Segundas oportunidades. El amor que no esperaba

La verdad que se oculta en los silencios

IDALIA

Mi oficina siempre fue mi refugio. Había aprendido que, en medio de los conflictos, un espacio cálido podía sostener más que mil palabras. Esa tarde, el perfume de lavanda y la luz dorada de la lámpara parecían querer protegerme a mí también.

Cuando Constanza entró sin anunciarse, lo supe al instante: algo pesaba en su pecho. No necesitaba verla mucho para darme cuenta. La manera en que cerró la puerta, como si buscara aislarse del mundo, la delató. En sus manos traía una carpeta color visón, y aunque apenas temblaba, yo entendí que allí adentro no solo había datos… había historia, heridas, decisiones que quemaban.

—Viniste sin que Gonzalo te vea, ¿no? —pregunté con suavidad, porque sabía que no soportaba rodeos.

Su suspiro llenó la habitación. Se dejó caer en el sillón frente a mí y desvió la mirada hacia la ventana. El sol de la tarde pintaba el piso de tonos cobrizos, y en su perfil cansado vi una mezcla de fortaleza y miedo.

Preparé un te, porque hay cosas que se dicen mejor con las manos ocupadas. Se lo acerqué y le sonreí como a una hija que necesita descansar un instante de tanto sostener.

—No podés esconderlo para siempre, mi amor.

Apoyó la carpeta en el escritorio. El título me gritaba en silencio: Actas de Participación Accionaria – Silva&CIA Textiles.
La miré. Ella, con la voz baja, me corrigió:

—Yo no escondo nada. Solo… no lo dije. Es distinto.

La escuché. Siempre tenía esa necesidad de justificar lo que en el fondo era un acto de nobleza.

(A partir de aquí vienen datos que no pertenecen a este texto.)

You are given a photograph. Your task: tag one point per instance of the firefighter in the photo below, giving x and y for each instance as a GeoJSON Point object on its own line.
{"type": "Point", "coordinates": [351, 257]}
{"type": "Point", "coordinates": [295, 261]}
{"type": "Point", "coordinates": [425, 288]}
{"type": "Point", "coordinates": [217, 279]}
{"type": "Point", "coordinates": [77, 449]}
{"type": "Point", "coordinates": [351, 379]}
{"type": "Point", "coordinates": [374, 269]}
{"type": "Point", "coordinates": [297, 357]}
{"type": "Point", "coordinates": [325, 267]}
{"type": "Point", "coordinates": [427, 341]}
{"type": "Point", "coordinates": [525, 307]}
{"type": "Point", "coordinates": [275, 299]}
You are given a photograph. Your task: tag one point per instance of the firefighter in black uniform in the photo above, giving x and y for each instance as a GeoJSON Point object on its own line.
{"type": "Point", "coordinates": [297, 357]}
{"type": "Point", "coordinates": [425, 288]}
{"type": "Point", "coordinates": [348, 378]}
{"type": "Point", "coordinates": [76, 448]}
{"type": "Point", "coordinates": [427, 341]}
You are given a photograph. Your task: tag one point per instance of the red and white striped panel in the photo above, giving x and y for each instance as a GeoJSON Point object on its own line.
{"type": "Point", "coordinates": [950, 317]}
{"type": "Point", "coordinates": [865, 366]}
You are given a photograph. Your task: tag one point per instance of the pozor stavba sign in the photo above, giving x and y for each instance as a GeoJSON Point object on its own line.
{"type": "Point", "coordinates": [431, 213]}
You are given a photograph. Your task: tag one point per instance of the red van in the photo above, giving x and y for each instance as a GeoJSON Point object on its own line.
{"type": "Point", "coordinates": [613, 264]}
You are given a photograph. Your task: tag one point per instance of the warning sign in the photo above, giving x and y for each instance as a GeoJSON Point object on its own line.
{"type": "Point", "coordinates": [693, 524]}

—¿Y por qué? —quise saber, aunque la respuesta ya la intuía.

Y ahí salió: no quería ser vista como la viuda que sacó ventaja. Quería que todo lo que había logrado siguiera oliendo a sacrificio, no a herencia de dolor.

—Ganaste el juicio, Constanza. Te lo merecías. Luchaste sola. Eso no te hace menos digna —le dije, con el corazón en la garganta.

Ella tragó saliva, y lo que más temía salió a la superficie: el día que Gonzalo lo supiera. Sus ojos se llenaron de un miedo que yo reconocí: no al reproche, sino a esa mirada suya que lastimaba más que cualquier palabra.

—¿Y si no? —me atreví—. ¿Y si eso es lo que él necesita para dejar de ver solo lo que quiere ver?

La vi titubear. Vi también el amor y el cansancio mezclados en sus ojos. Habló de Luis, de mí, de cómo habíamos guardado su secreto. Y luego mencionó a Diego, con un temblor en la voz. Sabía que él lo había descubierto. No lo había dicho, pero yo lo sabía también: ese hombre siempre buscó protegerla, y a veces, la protección duele.

Le tomé la mano. No quise apurarla.

—Va a ser lo que tenga que ser —le susurré.

Ella se enderezó, pero no soltó mi mano enseguida. Después, asintió con amargura, como quien ya ve venir el choque. Antes de salir, me advirtió que no culpara a Diego si hablaba.

Cuando la puerta se cerró tras ella, me quedé sola. La luz del atardecer se apagaba y el silencio me abrazaba con la certeza de algo inevitable: la verdad siempre encuentra su momento. Y cuando llegara… Gonzalo iba a tener que aprender que no todo lo que duele es traición.